91Ó°ÊÓ

Angular acceleration is the rate at which the angular velocity of an object changes with time. It is denoted by \( \beta \) and is measured in radians per second squared (\( \text{rad/s}^2 \)). In this problem, we determined the angular acceleration using the formula: \[ \beta = \frac{\Delta \theta}{\Delta t} \] Here, \( \Delta \theta \) is the change in angular velocity, and \( \Delta t \) is the time over which this change occurs. Given the initial angular velocity (\( \theta_0 = 0.5 \text{ rad/s} \)) and the final angular velocity (\( \theta = 2.5 \text{ rad/s} \)), and the time interval of 4 seconds, we found: \[ \beta = \frac{2.5 - 0.5}{4} = 0.5 \text{ rad/s}^2 \] This shows that the particle's angular velocity increases by 0.5 radians per second every second.

Angular velocity, denoted by \( \theta \), describes how quickly an object rotates or revolves relative to another point. It is typically measured in radians per second (\( \text{rad/s} \)). In circular motion, the linear speed \( v \) of an object is related to its angular velocity by the radius of the circle: \[ v = r \theta \] For the given problem, the radius is 4 meters. The particle's initial speed was 2 m/s, and 4 seconds later, its speed was 10 m/s. Converting these speeds into angular velocities, we have: \[ \theta_0 = \frac{2}{4} = 0.5 \text{ rad/s} \] and \[ \theta = \frac{10}{4} = 2.5 \text{ rad/s} \] These values indicate how fast the particle is spinning at the start and end of the observed time period.

Linear distance traveled in circular motion is the actual path length covered along the circumference of the circle. It can be calculated using the angular displacement and the radius of the circle: \[ s = r \theta \] For angular displacement under constant angular acceleration, we use: \[ \theta(t) = \theta_0 t + \frac{1}{2} \beta t^2 \] Here, \( \theta_0 \) is the initial angular velocity, \( \beta \) is the angular acceleration, and \( t \) is the time.
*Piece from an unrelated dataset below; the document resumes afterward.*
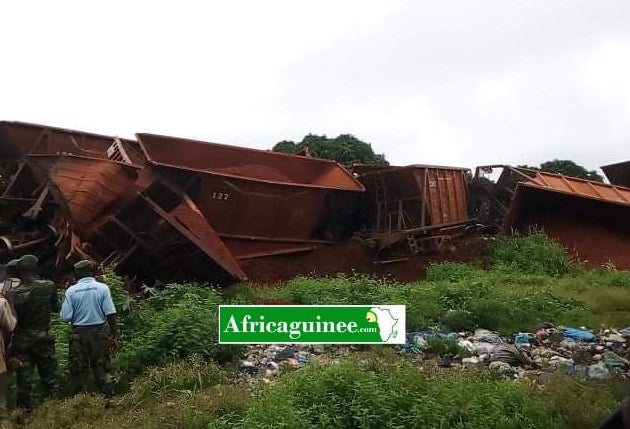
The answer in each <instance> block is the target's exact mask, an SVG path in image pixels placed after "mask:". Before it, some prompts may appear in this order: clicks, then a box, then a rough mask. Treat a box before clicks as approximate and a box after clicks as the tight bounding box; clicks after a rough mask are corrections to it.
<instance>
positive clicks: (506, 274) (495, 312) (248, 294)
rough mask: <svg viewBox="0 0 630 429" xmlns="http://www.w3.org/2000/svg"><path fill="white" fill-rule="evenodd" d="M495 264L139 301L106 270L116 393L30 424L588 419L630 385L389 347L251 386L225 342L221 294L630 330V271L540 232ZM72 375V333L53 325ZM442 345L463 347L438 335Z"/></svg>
mask: <svg viewBox="0 0 630 429" xmlns="http://www.w3.org/2000/svg"><path fill="white" fill-rule="evenodd" d="M488 260H489V265H488V266H489V267H490V268H489V269H487V270H483V269H479V268H475V267H472V266H468V265H465V264H452V263H444V264H434V265H431V266H430V267H429V269H428V272H427V278H426V279H424V280H419V281H416V282H412V283H407V284H395V283H390V282H387V281H384V280H382V279H379V278H373V277H367V276H361V275H338V276H330V277H326V278H309V277H299V278H296V279H294V280H292V281H289V282H287V283H286V284H285V285H283V286H281V287H275V288H264V287H259V286H253V285H247V284H242V285H237V286H236V287H232V288H230V289H228V290H226V291H221V290H217V289H214V288H210V287H203V286H200V285H196V284H186V285H170V286H169V287H167V288H166V289H164V290H162V291H157V290H151V291H149V292H150V294H149V295H151V297H150V298H149V299H146V300H136V299H133V298H132V297H131V296H129V295H128V294H127V293H126V292H125V291H124V282H123V280H122V279H120V278H119V277H117V276H115V275H113V274H112V273H111V272H108V273H106V274H105V278H106V281H107V282H108V284H110V287H111V288H112V290H113V293H114V298H115V302H116V306H117V308H118V310H119V320H120V324H121V338H120V350H119V352H118V353H117V354H116V356H115V357H114V367H115V369H116V374H115V375H116V378H117V380H118V384H117V388H118V392H119V394H118V396H117V401H116V404H115V406H114V407H112V408H106V407H105V406H104V403H103V401H102V400H101V399H100V398H98V397H97V396H77V397H74V398H67V399H65V400H61V401H47V402H45V403H43V404H42V405H40V406H39V407H38V408H37V409H36V410H35V411H34V414H33V416H32V418H31V420H30V423H29V424H28V425H27V427H33V428H44V427H45V428H50V427H67V428H89V427H99V428H106V429H107V428H136V427H143V428H161V427H190V428H228V427H230V428H231V427H235V428H239V427H240V428H265V427H269V428H271V427H274V428H275V427H284V428H316V427H326V428H354V427H357V428H371V427H378V428H381V427H392V428H406V427H425V428H446V427H449V428H538V427H548V428H591V427H597V426H598V424H599V423H600V422H601V421H602V419H603V418H604V417H605V416H606V415H607V414H608V413H609V412H610V411H611V410H612V409H613V408H615V407H616V406H617V405H618V403H619V401H620V400H621V399H622V398H623V397H625V396H628V395H630V388H629V387H628V386H627V384H623V383H618V382H615V381H608V382H597V383H596V382H590V381H589V382H586V381H580V380H578V379H576V378H569V377H564V376H560V375H556V376H554V377H552V378H551V380H550V381H549V382H548V383H547V384H546V385H545V388H544V389H542V390H541V389H538V388H533V387H532V386H530V384H528V383H527V382H519V383H515V382H513V381H506V380H503V379H499V378H497V377H496V376H495V375H494V374H493V373H490V372H487V371H484V370H483V369H481V370H474V371H473V370H462V371H459V370H455V371H454V370H451V371H432V370H429V369H422V368H420V367H419V366H418V365H417V364H414V363H412V362H411V361H410V360H409V359H408V358H407V357H404V356H400V355H398V354H396V353H395V352H394V349H393V348H391V347H386V346H383V347H372V348H366V349H365V350H366V351H363V352H360V353H356V354H355V355H353V356H351V357H349V358H345V359H342V360H341V362H340V363H339V364H333V363H327V364H321V365H314V364H313V365H311V364H309V365H308V366H306V367H305V368H303V369H301V370H299V371H293V372H287V373H283V374H282V375H281V376H280V377H279V379H278V381H277V382H276V383H275V384H273V385H271V386H266V385H263V386H262V387H261V388H258V389H256V390H255V391H253V392H251V391H250V389H249V388H248V386H247V385H246V384H243V383H242V382H241V379H240V378H239V377H238V376H237V375H236V374H235V372H233V371H232V370H230V369H229V368H231V362H234V361H235V360H237V359H238V357H239V354H240V352H241V351H242V348H240V347H234V346H223V345H218V344H217V310H218V305H219V304H221V303H243V304H245V303H260V302H262V301H263V300H265V299H278V300H290V301H293V302H296V303H298V304H404V305H406V306H407V315H406V318H407V331H414V330H421V329H426V328H434V327H437V328H440V329H442V330H444V331H459V330H472V329H475V328H477V327H481V328H487V329H492V330H497V331H499V332H500V333H502V334H505V335H511V334H514V333H517V332H523V331H525V332H531V331H533V330H535V329H536V326H537V325H538V324H539V323H540V322H543V321H544V322H552V323H555V324H563V325H568V326H575V327H578V326H583V325H584V326H587V327H589V328H593V329H597V328H599V327H625V326H626V324H628V320H630V273H629V272H623V271H617V270H615V269H612V268H611V267H602V268H601V269H598V270H593V271H587V270H584V269H582V268H580V267H578V266H575V265H574V264H572V263H571V262H570V261H569V259H568V258H567V257H566V254H565V253H564V252H563V251H562V249H561V248H559V246H558V245H557V244H555V243H553V242H551V241H550V240H548V239H547V238H545V237H544V236H543V235H541V234H534V235H533V236H531V237H518V238H509V237H504V238H500V239H499V240H498V241H497V242H496V244H495V245H494V246H493V247H492V249H491V253H490V254H489V255H488ZM53 331H54V333H55V335H56V338H57V349H58V358H59V361H60V369H61V372H62V375H65V374H66V369H67V355H66V354H67V351H66V350H67V335H68V329H67V327H66V326H65V325H62V324H60V323H59V322H58V321H55V322H54V323H53ZM427 352H429V353H431V354H434V355H442V354H445V353H452V354H457V353H461V352H462V351H461V350H459V349H458V348H457V345H456V344H455V342H453V341H450V342H449V341H444V340H433V339H432V340H430V341H429V344H428V350H427Z"/></svg>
For our problem, substituting \( \theta_0 = 0.5 \text{ rad/s} \), \( \beta = 0.5 \text{ rad/s}^2 \), and \( t = 4 \text{ s} \), we get: \[ \theta(4) = 0.5 \times 4 + \frac{1}{2} \times 0.5 \times 4^2 = 2 + 4 = 6 \text{ rad} \] The total linear distance covered is then: \[ s = 4 \times 6 = 24 \text{ m} \] Thus, the particle travels a linear distance of 24 meters over the 4-second period.